Mr Simpson said that the vacancy rate for Victoria was already at a decade low and the reforms would do nothing to help that.
“The Victorian government’s actions will further deplete that pool, with landlords simply pulling out because it is becoming all too hard and too much of a risk,” Mr Simpson said.
The REIV “Rent Fair is Unfair” petition has more than 20,000 signatures, and Mr Simpson said that the REIV objects to many parts of the reforms.
“The idea that landlords cannot have a say if pets are permitted to live in their houses or if modifications are allowed is completely unreasonable considering the possible negative impact on landlords’ properties.
“[The] REIV also objects to capping bonds to four week’s rentals, the withdrawal of the 120 day ‘no reason’ notice to vacate and burdening landlords with the expense and responsibility of disposing of abandoned goods and furniture.”
Ray Ellis, chief executive of First National Real Estate, agreed with the REIV and said that the reforms would reduce the number of landlords in the state.
“Far from protecting vulnerable tenants, the Andrews government’s proposed reforms will prompt an increasing number of landlords to exit the market, further reducing the number of properties available for rent,” Mr Ellis said.
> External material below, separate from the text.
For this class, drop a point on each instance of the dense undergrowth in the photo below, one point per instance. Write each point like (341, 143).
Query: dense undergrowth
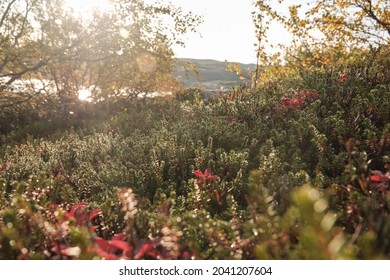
(296, 169)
Mr Ellis said that it would make other states more attractive to investors and exacerbate Victoria’s shortage of affordable housing stock.
“With a drop in the number of rental properties and a vacancy rate already below 2 per cent, where does the Andrews government expect to re-house those who can’t afford to rent through the private sector?” Mr Ellis said.
The government, for its part, said on its website that the reforms were necessary given the high number of renters in Victoria.
“One in four Victorians rent their homes, so the Victorian government is making renting fair,” said the Victorian government on its website.